Apple, Meta Tricked into Giving Customer Data to Forged Legal Requests by Hackers: Report

Meta and Apple reportedly provided customer data to hackers known as ‘Recursion Team’ masquerading as law enforcement.

Apple and Facebook parent company Meta may have handed over private customer information including addresses, phone numbers, and IP addresses last year in response to hackers who presented forged legal documents, a Bloomberg report says.

Cybercriminals who used hacked domains belonging to multiple law enforcement agencies made bogus “emergency requests” for certain users’ information, explains the report. The companies then handed over basic data like phone numbers, home addresses and IP addresses. That data could then be used by hackers to unleash harassment campaigns or to try to launch financial fraud schemes.

While not specifically stating whether they handed over user data, Apple and Meta both pointed to their processes for dealing with emergency government requests.

“We review every data request for legal sufficiency and use advanced systems and processes to validate law enforcement requests and detect abuse,” Meta spokesperson Andy Stone said in an emailed statement. “We block known compromised accounts from making requests and work with law enforcement to respond to incidents involving suspected fraudulent requests, as we have done in this case.”

Apple pointed to its Law Enforcement Guidelines, Section II E, paragraph 3 of which says:

“If a government or law enforcement agency seeks customer data in response to an Emergency Government & Law Enforcement Information Request, a supervisor for the government or law enforcement agent who submitted the Emergency Government & Law Enforcement Information Request may be contacted and asked to confirm to Apple that the emergency request was legitimate.”

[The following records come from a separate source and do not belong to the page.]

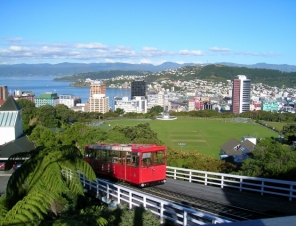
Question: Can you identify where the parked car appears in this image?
[12,162,22,170]
[0,162,5,171]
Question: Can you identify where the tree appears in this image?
[29,126,59,147]
[241,138,296,180]
[112,123,162,144]
[36,104,60,127]
[0,145,107,225]
[114,108,125,115]
[282,124,296,144]
[54,104,75,122]
[17,99,36,133]
[149,105,163,114]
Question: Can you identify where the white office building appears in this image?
[88,94,109,114]
[59,94,81,108]
[114,96,147,113]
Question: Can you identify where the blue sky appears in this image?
[0,0,296,65]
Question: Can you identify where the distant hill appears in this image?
[54,64,296,88]
[217,62,296,72]
[0,62,296,77]
[0,62,195,77]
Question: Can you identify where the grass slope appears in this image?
[107,118,278,159]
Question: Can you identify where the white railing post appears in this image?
[96,181,100,197]
[239,178,243,191]
[106,184,110,202]
[183,210,187,226]
[128,191,133,209]
[261,181,264,195]
[160,202,164,224]
[117,187,120,203]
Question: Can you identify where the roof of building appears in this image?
[0,136,35,160]
[220,138,256,159]
[240,140,256,154]
[220,138,241,156]
[0,96,22,111]
[0,111,18,127]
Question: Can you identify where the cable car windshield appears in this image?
[142,151,165,167]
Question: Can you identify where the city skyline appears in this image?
[0,0,296,65]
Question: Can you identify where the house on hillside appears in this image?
[220,137,256,163]
[0,96,35,160]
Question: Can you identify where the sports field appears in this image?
[106,118,278,159]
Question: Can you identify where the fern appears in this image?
[0,195,8,225]
[3,191,53,225]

Very little information is available on Recursion Team, but it’s believed that one of the members could be none other than the founder of Lapsus$, the group that managed to hack tech giants like Microsoft, Nvidia, and Samsung. Cybersecurity experts believe they are based in the United States and the United Kingdom, but for now, no solid proof in this regard has been found.

In addition to Meta and Apple, it seems Snap has also been targeted with similar requests from hackers, but at this point, it’s not known if the company shared any information or not.